Larkin, who returned to the sport at the end of the 2019 season in a part-time capacity at Lebanon Valley Speedway after a few years away, competed full-time in the Sportsman division during the pandemic-plagued 2020 campaign and enjoyed some success.
He was able to visit victory lane on August 8th and finished just 26 markers away from winning the points championship, placing third in the final tally.
“When I came back to run in 2019, those couple of events really made me miss racing,” Larkin said. “Last year, we had a lot of fun and I can tell you, I learned more about racing in that class then I have in my whole career.”
What type of things did he learn?
“Sportsman is all about having equal power as your competitors,” he said. “You really have to understand corner speed and how to make your car handle. It’s not all about what’s under the hood.”
With the success he enjoyed last year, the itch is back in big way for the Alford, MA native. For 2021, Larkin and the Clark Excavation 39 team will be making the step to the 358-Modified class at the Valley with sights set on putting another mark in the history of the track.
The team has been hard at work this off-season freshening their 2018 PMC Chassis machine with a new powdercoat, new tinwork and rebuilt parts. However, what’s under the hood?
“My dad and I got talking late last year about what we wanted to do this coming season,” he said. “I texted Brian Madsen (co-owner of Madsen Motorsports) for the hell of it. I wanted to see if he had a 358-Modified engine for sale.”
To his surprise, the answer was yes.
“Brian gave us a really good deal on an engine,” he said. “So, we bought it. Then, a few weeks later, we bought another one. We just feel that if we’re going to take this program seriously, we can’t have just one bullet in case we run into an issue.”
Both powerplants are currently being cared for by Mike Petrucci of Petrucci Competition Engines. They will be dyno’d ready to go when the season gets underway at the Valley with practice in late April.
Of all the classes that Ryan has ever competed in, he’s visited victory lane, except for the 358-Modifieds. He’s won in Big Blocks, Open Sportsman and Pure Stocks at the Valley. As stated earlier, last year, he etched his name in the Crate Sportsman record books with his victory. He’s even grabbed a win during his career in the go-kart ranks.
Now he wants to visit victory lane in a same division that his father, legendary driver Dickie Larkin, had a great amount of success in.
“I really want to win a race with the 358-Modified,” he said. “I like the class a lot and have had some success in the past. However, we’ve never gotten that elusive checkered flag.”
Larkin recalls racing during the old Kings 200 Weekend at the Valley where he had what was, at the time, a career-type evening.

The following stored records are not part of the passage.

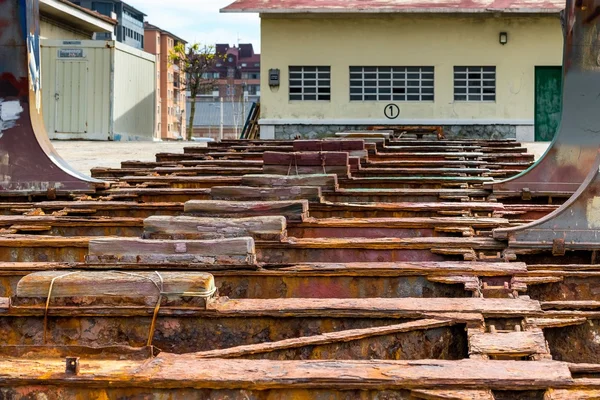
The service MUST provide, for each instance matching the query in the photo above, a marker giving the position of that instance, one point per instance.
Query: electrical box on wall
(274, 77)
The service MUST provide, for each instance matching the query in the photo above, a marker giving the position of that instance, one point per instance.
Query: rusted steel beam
(28, 162)
(567, 162)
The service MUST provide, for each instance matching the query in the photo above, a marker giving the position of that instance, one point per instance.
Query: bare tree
(196, 62)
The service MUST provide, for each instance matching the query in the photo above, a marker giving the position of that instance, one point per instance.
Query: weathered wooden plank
(481, 243)
(452, 394)
(409, 268)
(355, 307)
(113, 284)
(316, 269)
(544, 323)
(572, 394)
(413, 222)
(342, 171)
(571, 305)
(133, 250)
(325, 158)
(169, 371)
(294, 210)
(329, 145)
(325, 182)
(442, 206)
(310, 193)
(326, 338)
(264, 228)
(514, 344)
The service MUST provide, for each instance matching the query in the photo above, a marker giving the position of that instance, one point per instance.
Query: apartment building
(237, 71)
(130, 27)
(170, 92)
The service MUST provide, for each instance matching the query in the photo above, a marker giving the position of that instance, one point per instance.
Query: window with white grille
(310, 83)
(391, 83)
(475, 83)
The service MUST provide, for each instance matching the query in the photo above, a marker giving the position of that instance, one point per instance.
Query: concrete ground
(84, 155)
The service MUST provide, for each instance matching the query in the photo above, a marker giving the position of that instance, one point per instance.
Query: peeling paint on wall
(9, 113)
(33, 47)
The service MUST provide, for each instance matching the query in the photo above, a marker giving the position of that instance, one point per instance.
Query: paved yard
(84, 155)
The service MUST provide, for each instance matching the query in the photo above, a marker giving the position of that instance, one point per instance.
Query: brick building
(170, 91)
(237, 71)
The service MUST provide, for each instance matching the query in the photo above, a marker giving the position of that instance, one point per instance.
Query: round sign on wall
(392, 111)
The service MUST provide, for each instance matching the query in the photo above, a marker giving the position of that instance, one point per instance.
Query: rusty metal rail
(335, 269)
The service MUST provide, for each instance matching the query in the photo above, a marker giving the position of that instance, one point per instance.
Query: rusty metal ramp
(28, 162)
(566, 163)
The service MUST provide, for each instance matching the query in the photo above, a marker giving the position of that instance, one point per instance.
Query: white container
(97, 90)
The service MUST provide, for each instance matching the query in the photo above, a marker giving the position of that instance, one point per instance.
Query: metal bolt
(72, 366)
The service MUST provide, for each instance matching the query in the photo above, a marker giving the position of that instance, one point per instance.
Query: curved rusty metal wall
(28, 162)
(576, 152)
(568, 160)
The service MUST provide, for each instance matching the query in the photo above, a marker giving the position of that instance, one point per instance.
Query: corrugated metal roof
(395, 6)
(209, 113)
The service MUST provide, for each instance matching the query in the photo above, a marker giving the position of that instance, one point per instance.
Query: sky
(200, 21)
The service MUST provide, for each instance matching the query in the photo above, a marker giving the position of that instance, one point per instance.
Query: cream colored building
(61, 19)
(479, 70)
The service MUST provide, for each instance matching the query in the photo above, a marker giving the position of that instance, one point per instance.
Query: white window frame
(475, 83)
(377, 83)
(310, 83)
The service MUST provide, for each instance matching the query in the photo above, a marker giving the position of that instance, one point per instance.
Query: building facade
(170, 94)
(61, 19)
(237, 72)
(92, 89)
(130, 27)
(475, 68)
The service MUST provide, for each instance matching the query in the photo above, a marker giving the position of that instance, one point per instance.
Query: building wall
(152, 46)
(95, 107)
(172, 97)
(51, 29)
(442, 41)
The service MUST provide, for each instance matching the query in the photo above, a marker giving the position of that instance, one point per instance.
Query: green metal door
(548, 102)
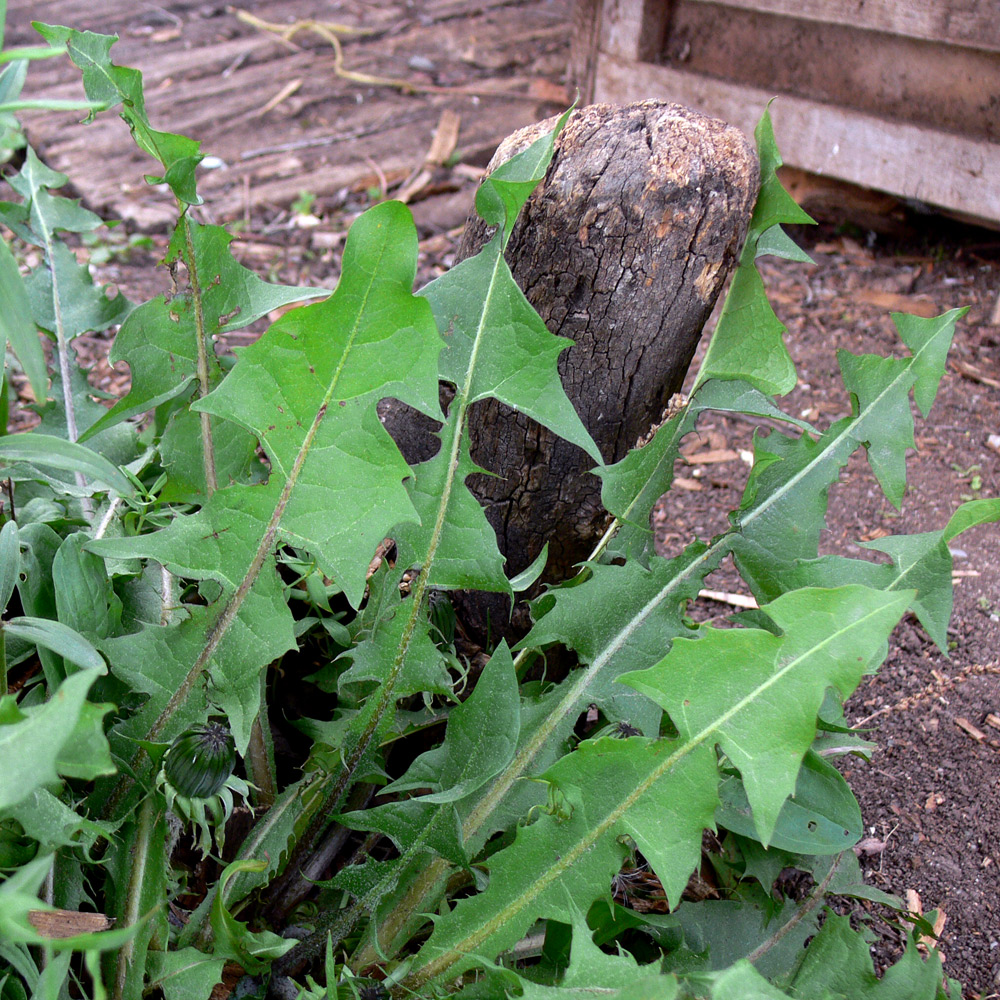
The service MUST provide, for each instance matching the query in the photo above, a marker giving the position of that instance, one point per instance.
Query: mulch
(931, 796)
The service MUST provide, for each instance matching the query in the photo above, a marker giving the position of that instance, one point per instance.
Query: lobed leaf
(40, 743)
(752, 693)
(747, 342)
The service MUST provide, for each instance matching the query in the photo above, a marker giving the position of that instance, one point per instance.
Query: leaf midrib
(567, 858)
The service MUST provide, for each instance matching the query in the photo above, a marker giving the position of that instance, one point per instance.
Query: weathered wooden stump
(623, 248)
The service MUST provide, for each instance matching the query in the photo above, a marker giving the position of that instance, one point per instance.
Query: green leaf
(630, 488)
(498, 346)
(17, 325)
(527, 578)
(838, 964)
(921, 561)
(10, 561)
(372, 658)
(821, 817)
(63, 295)
(109, 85)
(57, 453)
(185, 973)
(594, 972)
(159, 341)
(53, 824)
(747, 343)
(726, 931)
(657, 792)
(828, 638)
(480, 739)
(48, 213)
(308, 389)
(85, 598)
(59, 638)
(743, 982)
(466, 556)
(33, 740)
(233, 939)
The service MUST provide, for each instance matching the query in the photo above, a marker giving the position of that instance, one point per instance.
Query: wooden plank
(210, 76)
(890, 76)
(634, 29)
(583, 47)
(942, 169)
(972, 23)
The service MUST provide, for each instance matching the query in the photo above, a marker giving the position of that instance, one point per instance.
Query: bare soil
(931, 796)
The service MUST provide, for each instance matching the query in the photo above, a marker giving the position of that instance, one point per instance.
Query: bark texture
(623, 248)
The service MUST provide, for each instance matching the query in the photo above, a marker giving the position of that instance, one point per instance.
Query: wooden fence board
(972, 23)
(950, 171)
(209, 75)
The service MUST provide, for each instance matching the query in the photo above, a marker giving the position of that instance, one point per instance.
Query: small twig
(329, 30)
(814, 899)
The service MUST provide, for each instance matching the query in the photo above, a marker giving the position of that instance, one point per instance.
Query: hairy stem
(260, 755)
(63, 355)
(386, 692)
(201, 341)
(133, 898)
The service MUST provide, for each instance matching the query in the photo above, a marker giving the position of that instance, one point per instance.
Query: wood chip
(972, 373)
(967, 727)
(916, 305)
(445, 137)
(712, 457)
(67, 923)
(869, 846)
(285, 92)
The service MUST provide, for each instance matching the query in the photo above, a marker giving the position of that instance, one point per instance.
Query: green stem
(133, 899)
(63, 355)
(386, 691)
(201, 341)
(260, 755)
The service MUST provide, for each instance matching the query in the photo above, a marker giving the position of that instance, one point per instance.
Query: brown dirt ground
(931, 795)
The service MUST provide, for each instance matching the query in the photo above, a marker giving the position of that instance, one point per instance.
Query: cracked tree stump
(623, 248)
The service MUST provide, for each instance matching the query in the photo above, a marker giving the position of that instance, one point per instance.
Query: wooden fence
(902, 96)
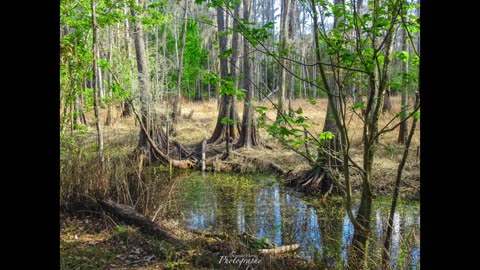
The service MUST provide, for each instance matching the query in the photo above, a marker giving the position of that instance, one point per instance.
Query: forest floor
(90, 241)
(198, 122)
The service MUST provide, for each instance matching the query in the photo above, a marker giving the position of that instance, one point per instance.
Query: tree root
(313, 181)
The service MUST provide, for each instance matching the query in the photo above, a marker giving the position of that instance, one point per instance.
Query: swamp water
(257, 204)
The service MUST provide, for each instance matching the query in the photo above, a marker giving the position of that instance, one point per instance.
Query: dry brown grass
(194, 127)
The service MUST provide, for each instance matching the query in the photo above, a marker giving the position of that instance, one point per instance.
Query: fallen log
(279, 250)
(130, 216)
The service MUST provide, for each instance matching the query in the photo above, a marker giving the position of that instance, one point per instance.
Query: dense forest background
(323, 93)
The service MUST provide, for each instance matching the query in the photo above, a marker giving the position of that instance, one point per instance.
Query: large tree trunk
(402, 134)
(148, 129)
(396, 191)
(248, 135)
(228, 105)
(176, 103)
(378, 81)
(331, 159)
(284, 45)
(95, 86)
(109, 119)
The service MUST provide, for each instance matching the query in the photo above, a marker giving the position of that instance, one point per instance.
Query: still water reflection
(258, 205)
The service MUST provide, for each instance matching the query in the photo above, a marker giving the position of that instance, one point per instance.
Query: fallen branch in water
(130, 216)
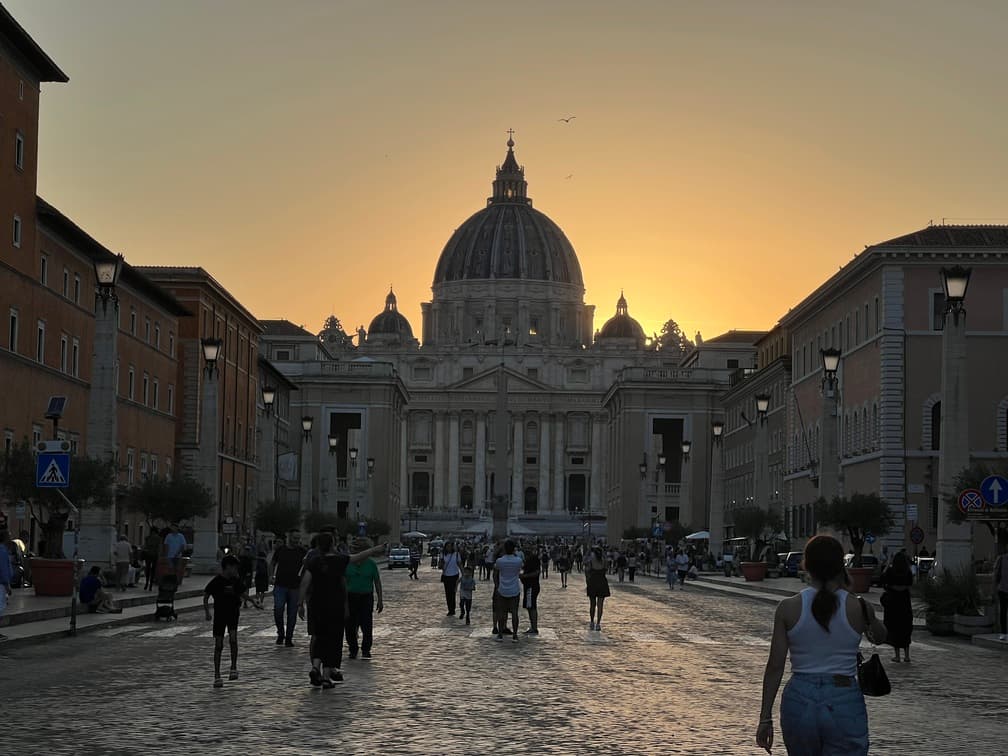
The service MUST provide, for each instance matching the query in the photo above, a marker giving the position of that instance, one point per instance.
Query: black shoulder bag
(871, 673)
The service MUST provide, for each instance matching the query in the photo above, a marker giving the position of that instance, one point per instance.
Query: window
(12, 331)
(40, 343)
(937, 310)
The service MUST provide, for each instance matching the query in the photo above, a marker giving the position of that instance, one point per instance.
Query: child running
(229, 592)
(466, 588)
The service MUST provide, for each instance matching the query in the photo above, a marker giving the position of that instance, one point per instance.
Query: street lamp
(268, 397)
(956, 280)
(211, 353)
(718, 428)
(107, 274)
(831, 363)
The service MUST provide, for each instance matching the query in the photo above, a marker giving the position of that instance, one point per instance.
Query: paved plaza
(669, 673)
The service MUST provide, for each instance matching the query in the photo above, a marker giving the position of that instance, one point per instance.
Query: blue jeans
(817, 718)
(285, 597)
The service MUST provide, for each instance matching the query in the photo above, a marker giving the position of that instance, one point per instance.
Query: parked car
(790, 562)
(867, 560)
(398, 556)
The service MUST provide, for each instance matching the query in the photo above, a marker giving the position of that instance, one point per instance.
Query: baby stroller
(164, 604)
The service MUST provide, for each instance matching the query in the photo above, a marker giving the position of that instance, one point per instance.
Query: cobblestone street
(673, 672)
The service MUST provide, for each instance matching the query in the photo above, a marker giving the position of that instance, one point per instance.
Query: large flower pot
(52, 577)
(939, 624)
(861, 579)
(753, 571)
(969, 625)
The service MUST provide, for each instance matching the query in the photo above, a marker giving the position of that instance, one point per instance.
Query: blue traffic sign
(995, 490)
(52, 470)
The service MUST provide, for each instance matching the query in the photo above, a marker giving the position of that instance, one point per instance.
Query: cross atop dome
(510, 185)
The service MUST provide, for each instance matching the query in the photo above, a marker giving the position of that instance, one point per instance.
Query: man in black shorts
(229, 592)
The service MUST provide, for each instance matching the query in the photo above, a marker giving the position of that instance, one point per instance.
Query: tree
(277, 517)
(672, 339)
(857, 516)
(758, 525)
(91, 485)
(163, 501)
(972, 477)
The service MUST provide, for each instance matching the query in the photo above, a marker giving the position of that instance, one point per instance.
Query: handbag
(872, 676)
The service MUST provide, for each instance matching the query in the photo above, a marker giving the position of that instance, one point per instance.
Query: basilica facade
(598, 423)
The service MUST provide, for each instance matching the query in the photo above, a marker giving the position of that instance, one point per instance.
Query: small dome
(390, 322)
(622, 326)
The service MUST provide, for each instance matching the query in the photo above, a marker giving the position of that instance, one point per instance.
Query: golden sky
(726, 157)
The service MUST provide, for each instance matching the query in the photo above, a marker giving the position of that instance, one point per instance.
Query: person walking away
(466, 588)
(823, 709)
(287, 561)
(596, 586)
(121, 552)
(323, 590)
(228, 593)
(152, 546)
(681, 568)
(1001, 586)
(898, 615)
(451, 572)
(6, 574)
(507, 568)
(529, 577)
(562, 565)
(363, 598)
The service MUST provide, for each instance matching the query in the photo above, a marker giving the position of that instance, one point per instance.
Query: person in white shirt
(506, 572)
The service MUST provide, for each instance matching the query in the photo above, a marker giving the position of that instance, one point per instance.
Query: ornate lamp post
(955, 541)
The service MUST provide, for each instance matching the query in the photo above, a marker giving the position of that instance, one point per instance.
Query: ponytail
(825, 606)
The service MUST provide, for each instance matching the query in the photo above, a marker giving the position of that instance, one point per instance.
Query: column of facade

“I will never forget back in 2005 during the Race of Kings,” he said. “We set fast time in time trials. Brett Hearn was right behind us and then we went out and finished sixth in the feature.”
That led to another big moment in Larkin’s racing career.
“That good run gave us a guaranteed starting spot for Super DIRT Week at the Mile,” he said. “Running that event was one of the best experiences of my career.”
Now, he wants to get that feeling back and wants to take home that elusive 358-Modified win.
“I’d be happy this year with being competitive and hopefully getting to victory lane,” he said. “Our goal is just like we had going into 2020. We want to have a good time, run well and try going after the championship.”
Larkin is hopeful that he’ll be able to accomplish this for his team, his sponsors and his family who have all been behind him since day one.
“We’re all working really hard to build up a good, quality racing program here,” he said. “From my dedicated crew, our great sponsor support to my family who’s been there since the beginning, I feel like we have the tools in place to make this happen. I can’t wait for the season to get going.”
Heading into 2020, Ryan Larkin had high hopes for his return to racing. Unfortunately, due to COVID-19, he wasn’t able to share that excitement with the fans in the stands at Lebanon Valley.
This year, he’s hoping that, with a little bit help from “Lady Luck” and the great support he has behind him, he’ll be able to rekindle the same magic that’s allowed him to stand on the frontstretch at Lebanon Valley, checkered flag in hand, many times before.